Low field magnetoelectric studies on sol–gel grown nanostructured YMnO3 manganites

Abstract

Single phasic nanostructured YMnO₃ manganites were successfully synthesized by employing acetate precursor based modified sol–gel technique followed by their sintering at different temperatures. Structural studies were carried out by performing X–ray diffraction (XRD) measurement and Rietveld analysis on raw data of XRD. Particle size and shape were studied using transmission electron microscopy (TEM) while size distribution was investigated by performing particle size analyzer. Nanostructured samples were studied for their electrical properties under low applied magnetic field of 1.2T. Frequency and magnetic field dependent dielectric behavior has been understood on the basis of boundaries between the particles and inverse Dzyaloshinskii–Moriya (DM) interaction. Nanostructured YMnO₃ manganites exhibit positive magnetodielectric (MD) effect. Universal dielectric response (UDR) model and relaxation mechanism have been employed for dielectric behavior of the samples understudy.
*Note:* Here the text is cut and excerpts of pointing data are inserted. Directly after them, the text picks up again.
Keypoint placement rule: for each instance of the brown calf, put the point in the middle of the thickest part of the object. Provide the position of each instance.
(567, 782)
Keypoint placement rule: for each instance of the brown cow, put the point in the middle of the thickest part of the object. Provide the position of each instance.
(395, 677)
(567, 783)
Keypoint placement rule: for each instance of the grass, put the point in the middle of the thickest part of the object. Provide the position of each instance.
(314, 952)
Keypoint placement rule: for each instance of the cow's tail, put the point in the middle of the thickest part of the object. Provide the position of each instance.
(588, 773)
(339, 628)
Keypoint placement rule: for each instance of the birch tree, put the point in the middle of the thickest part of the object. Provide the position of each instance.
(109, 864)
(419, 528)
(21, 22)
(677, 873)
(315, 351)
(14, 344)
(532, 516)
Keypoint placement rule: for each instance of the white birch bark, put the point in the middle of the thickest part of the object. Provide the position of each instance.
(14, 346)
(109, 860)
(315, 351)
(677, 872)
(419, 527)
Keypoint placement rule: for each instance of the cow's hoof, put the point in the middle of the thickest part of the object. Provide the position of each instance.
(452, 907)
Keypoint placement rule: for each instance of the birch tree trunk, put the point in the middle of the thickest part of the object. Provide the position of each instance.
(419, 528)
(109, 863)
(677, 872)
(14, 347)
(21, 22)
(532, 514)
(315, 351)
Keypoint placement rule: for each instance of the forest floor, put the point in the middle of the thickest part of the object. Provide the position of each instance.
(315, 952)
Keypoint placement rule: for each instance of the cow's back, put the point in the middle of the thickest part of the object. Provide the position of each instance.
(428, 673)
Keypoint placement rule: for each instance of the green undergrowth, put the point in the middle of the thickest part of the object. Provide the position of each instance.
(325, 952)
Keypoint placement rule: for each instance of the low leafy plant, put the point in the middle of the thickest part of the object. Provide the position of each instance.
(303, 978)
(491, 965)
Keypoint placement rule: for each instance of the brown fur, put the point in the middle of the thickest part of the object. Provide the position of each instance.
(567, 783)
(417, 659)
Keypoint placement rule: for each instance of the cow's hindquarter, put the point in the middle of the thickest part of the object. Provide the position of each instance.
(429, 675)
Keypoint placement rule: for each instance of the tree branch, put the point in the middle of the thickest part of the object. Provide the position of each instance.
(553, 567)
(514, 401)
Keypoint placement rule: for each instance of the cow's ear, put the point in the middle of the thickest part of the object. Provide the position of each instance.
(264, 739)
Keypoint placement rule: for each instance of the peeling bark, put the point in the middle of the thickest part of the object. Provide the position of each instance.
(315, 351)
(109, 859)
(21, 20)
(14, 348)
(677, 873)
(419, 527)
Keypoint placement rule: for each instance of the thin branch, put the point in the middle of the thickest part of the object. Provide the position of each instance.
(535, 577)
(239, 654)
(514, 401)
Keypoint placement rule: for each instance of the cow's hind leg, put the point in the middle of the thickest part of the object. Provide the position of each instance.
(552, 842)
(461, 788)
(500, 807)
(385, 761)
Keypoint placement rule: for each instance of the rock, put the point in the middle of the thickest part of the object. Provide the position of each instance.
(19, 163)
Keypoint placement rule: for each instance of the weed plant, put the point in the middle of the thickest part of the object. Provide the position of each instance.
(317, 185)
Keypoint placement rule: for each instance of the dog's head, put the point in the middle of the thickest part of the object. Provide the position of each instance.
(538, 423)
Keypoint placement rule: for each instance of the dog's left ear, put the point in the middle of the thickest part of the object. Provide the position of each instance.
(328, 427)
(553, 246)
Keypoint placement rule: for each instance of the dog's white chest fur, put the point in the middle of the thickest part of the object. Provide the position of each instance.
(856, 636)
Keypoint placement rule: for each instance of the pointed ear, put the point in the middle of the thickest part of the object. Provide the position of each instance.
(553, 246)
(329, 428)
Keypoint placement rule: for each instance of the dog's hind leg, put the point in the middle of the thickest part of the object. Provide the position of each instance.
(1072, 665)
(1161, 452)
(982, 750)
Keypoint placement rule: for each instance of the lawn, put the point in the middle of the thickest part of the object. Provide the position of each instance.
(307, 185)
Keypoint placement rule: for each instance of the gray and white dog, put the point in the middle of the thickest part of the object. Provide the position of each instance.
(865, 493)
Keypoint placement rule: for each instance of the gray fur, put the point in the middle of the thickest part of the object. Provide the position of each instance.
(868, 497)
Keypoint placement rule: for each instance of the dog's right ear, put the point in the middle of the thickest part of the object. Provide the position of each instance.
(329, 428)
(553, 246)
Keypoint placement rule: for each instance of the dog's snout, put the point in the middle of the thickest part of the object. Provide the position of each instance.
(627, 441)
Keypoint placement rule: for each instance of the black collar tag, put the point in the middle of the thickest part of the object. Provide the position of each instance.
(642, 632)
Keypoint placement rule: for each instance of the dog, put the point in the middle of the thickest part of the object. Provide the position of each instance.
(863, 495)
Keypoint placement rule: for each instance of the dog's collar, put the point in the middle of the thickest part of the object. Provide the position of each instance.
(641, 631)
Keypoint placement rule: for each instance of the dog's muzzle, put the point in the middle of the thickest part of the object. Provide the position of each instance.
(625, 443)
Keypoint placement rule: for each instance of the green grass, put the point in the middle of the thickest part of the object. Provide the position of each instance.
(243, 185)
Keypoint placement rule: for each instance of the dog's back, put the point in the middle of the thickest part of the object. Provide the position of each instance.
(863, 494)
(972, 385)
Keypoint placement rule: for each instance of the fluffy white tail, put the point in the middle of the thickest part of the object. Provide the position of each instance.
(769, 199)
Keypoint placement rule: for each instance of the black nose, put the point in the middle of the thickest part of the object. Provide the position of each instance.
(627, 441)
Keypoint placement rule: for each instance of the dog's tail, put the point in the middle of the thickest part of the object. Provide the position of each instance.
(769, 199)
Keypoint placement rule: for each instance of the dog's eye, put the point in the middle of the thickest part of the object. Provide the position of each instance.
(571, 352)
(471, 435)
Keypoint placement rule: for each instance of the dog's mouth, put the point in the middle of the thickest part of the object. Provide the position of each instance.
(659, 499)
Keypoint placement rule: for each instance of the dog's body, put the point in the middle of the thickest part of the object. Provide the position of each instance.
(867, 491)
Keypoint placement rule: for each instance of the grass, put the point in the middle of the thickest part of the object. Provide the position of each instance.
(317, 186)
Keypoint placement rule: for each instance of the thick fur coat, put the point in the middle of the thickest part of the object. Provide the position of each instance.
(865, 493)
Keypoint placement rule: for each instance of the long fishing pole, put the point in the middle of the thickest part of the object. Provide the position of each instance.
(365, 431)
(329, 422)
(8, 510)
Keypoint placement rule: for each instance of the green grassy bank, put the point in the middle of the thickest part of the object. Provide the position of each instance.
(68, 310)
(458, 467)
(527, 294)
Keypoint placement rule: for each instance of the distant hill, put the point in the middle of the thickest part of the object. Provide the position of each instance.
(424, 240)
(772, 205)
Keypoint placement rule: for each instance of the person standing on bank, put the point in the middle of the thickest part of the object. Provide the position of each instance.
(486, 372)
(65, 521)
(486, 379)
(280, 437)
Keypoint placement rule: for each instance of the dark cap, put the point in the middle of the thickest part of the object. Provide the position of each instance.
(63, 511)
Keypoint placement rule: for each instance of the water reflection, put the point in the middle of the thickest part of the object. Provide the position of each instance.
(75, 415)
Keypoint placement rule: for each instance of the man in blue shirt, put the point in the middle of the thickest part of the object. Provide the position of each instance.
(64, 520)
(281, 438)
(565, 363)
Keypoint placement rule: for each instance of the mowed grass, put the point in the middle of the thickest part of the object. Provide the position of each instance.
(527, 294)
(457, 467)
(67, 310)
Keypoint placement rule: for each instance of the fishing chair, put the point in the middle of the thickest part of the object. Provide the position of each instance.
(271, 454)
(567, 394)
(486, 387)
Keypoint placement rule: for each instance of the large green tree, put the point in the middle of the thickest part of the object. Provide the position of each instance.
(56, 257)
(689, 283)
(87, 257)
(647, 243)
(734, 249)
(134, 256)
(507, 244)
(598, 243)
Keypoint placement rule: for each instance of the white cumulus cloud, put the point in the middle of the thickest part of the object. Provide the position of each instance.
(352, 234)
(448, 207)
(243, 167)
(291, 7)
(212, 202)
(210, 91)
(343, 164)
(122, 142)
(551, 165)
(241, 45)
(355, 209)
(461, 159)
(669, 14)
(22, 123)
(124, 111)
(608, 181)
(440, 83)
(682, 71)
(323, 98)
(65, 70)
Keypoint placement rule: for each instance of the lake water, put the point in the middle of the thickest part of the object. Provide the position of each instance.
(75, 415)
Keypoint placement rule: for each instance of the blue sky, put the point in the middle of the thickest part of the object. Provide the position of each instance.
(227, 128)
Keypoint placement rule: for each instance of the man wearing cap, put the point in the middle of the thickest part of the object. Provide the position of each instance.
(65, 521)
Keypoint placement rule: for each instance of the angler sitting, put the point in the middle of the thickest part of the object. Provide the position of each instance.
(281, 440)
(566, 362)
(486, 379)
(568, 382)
Role of particle morphology and magnetic disorder have been discussed for the understanding of impedance and negative magnetoimpedance (MI) of the samples. Frequency and magnetic field dependent variation in conductivity has been explained using boundary and magnetic disorders and free charge carriers in the samples. All nanostructured YMnO₃ show positive Magnetoconductivity (MC) throughout the frequency and magnetic field range studied. Variation in voltage dependent hysteretic capacitance and estimated built–in potential have been discussed in the context of the role of defects, vacancies, disorder and free charge carriers in the samples sintered at different temperatures.